Muchos parecieron profundamente afectados. Pero sólo Dios sabe que tan
profundamente lo estaban”.
Precioso ¿no?... Dios no está
restringido a los métodos modernos.
En todo esto del llamado está
involucrado el predicador y su prédica. El arma de la salvación es la Palabra.
Así lo entendió Pablo cuando dice:
“Pues no me envió Cristo a
bautizar, sino a predicar el evangelio; no con sabiduría de palabras, para que
no se haga vana la cruz de Cristo. Porque la palabra de la cruz es locura a los
que se pierden; pero a los que se salvan, esto es, a nosotros, es poder de
Dios… pero nosotros predicamos a Cristo crucificado, para los judíos
ciertamente tropezadero, y para los gentiles locura; mas para los llamados, así
judíos como griegos, Cristo poder de Dios, y sabiduría de Dios.

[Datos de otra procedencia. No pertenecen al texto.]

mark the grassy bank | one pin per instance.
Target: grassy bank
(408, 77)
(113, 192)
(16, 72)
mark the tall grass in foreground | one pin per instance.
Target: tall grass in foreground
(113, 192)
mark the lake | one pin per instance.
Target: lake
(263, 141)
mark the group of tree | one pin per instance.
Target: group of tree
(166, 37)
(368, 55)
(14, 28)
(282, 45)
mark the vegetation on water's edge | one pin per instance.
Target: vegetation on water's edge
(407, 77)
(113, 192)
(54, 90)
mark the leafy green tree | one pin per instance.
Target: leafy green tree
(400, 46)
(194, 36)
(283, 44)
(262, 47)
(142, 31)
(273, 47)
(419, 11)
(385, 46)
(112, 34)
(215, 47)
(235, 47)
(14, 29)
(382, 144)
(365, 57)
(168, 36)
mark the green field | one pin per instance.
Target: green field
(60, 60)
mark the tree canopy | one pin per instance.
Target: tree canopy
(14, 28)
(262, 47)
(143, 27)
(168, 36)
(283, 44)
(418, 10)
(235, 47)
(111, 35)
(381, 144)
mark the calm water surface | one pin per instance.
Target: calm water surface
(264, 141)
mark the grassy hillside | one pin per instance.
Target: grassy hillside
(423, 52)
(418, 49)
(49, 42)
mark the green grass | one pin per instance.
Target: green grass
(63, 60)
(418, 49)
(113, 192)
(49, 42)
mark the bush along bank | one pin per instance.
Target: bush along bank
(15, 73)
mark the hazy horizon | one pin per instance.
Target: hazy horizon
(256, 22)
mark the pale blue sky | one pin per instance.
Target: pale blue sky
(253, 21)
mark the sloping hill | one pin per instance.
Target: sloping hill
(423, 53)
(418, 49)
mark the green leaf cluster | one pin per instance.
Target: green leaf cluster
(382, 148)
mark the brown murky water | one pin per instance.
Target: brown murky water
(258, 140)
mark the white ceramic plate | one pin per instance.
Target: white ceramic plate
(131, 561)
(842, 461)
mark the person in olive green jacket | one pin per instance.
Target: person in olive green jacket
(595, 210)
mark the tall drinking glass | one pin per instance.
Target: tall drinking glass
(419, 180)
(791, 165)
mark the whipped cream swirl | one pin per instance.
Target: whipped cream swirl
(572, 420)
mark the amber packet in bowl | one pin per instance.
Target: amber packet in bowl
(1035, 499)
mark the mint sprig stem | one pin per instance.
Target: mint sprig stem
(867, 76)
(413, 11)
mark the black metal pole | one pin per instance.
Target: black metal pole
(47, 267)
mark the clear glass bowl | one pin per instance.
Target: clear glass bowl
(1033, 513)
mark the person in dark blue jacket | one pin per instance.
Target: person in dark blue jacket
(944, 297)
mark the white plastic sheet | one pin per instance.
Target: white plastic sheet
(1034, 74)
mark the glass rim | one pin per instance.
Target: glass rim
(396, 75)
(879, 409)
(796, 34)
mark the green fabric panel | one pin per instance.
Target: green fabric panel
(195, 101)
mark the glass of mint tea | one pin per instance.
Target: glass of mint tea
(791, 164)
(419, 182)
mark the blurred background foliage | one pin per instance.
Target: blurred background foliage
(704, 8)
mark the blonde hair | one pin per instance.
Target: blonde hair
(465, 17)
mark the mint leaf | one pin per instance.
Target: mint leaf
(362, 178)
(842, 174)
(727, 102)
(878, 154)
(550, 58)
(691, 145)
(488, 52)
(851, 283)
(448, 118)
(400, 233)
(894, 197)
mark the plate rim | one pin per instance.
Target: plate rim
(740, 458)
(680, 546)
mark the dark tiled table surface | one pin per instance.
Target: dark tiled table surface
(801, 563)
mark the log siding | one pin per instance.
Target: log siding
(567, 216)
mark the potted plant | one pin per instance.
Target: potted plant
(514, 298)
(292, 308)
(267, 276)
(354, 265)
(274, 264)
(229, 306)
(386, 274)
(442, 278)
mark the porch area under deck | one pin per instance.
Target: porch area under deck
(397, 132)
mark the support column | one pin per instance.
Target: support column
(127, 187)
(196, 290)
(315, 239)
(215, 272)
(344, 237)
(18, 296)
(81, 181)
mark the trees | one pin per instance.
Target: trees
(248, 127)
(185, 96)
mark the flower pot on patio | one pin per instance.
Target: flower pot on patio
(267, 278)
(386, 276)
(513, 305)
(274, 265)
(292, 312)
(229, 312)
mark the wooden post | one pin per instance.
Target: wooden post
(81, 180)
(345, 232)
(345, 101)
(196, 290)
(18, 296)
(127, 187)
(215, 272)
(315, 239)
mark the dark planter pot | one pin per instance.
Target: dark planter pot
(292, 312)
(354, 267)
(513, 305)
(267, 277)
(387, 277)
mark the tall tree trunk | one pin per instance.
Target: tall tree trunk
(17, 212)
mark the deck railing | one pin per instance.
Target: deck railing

Porque lo insensato de Dios es más sabio que los hombres, y lo débil de Dios es
más fuerte que los hombres”
(1 Corintios 1: 1-26 )
Pero parece que
ya no muchos creen en el poder de la Palabra. De eso se da uno cuenta cuando
mira que no es el sermón la parte más importante del culto, sino lo que viene
después: el llamado al altar. No bastó el mensaje, éste ya no es “poder de
Dios”…Hay que insistir con otros métodos para ver el maravilloso don de
persuasión con el que cuenta el predicador, y así poder ver el fruto de esa
predicación.
Esto demuestra que el papel del
predicador está mal entendido. La misión de éste no es “lograr que se hagan
decisiones”, mucho menos el de “convertir” a la gente necia: éste es papel
exclusivo del Espíritu Santo. El rol del predicador es proclamar la Palabra y
dejar que ésta haga su efecto en el corazón de los hombres. Lamentablemente, a
veces el llamado coercitivo es más “efectivo” que el propio mensaje.
Finalmente ¿La
persona decide, “se entrega”, por su propia convicción, o debido al farragoso
tipo de llamado al que se le obligó durante la predicación? ¿A qué tuvo que
ceder la persona para ser salva? ¿Cuántas veces tuvo que repetir sí, sí a los
interrogatorios que se le hicieron?
La fe no es una fórmula, no es una
serie de argumentos dictados y aceptados en dos o tres minutos…Es más, nadie es
salvo por la FE. Según entiendo somos salvos por gracia por medio de la fe, y ésta, ni siquiera es de
nosotros: “Porque por gracia sois salvos por medio de la fe; y esto no de
vosotros, pues es don de Dios; no por obras, para que nadie se gloríe”.
(Efesios 4:8)
Parece que tenemos claro que el que
pasa al frente, no se puede salvar por sus propias Obras. Pero entonces, ¿por
qué insistimos en salvarlo por la nuestras?
Faltaría aún por
delimitar la tarea de esos predicadores que, a los ya salvos, les piden cada
vez que predican, que pasen al altar para una multitud de acciones, según sea
el antojo del predicador: que si para “reafirmar” mi compromiso con Cristo, que
si para recibir “otra vez” al Espíritu Santo, o algún don escondido, o
certificar mi hablar en lenguas, o el recibir alguna “unción” de sus manos, o
que me deje tocar por su “unción” y caer como tabla al piso, o me arrepienta de
un pecado del que ya me arrepentí o, finalmente, (sin que quiera decir que la
lista termina ahí) para librarme de alguna maldición generacional. Tema éste,
que, por su aberrante fundamento de tipo humano, trato en otro artículo de este
mismo Sitio.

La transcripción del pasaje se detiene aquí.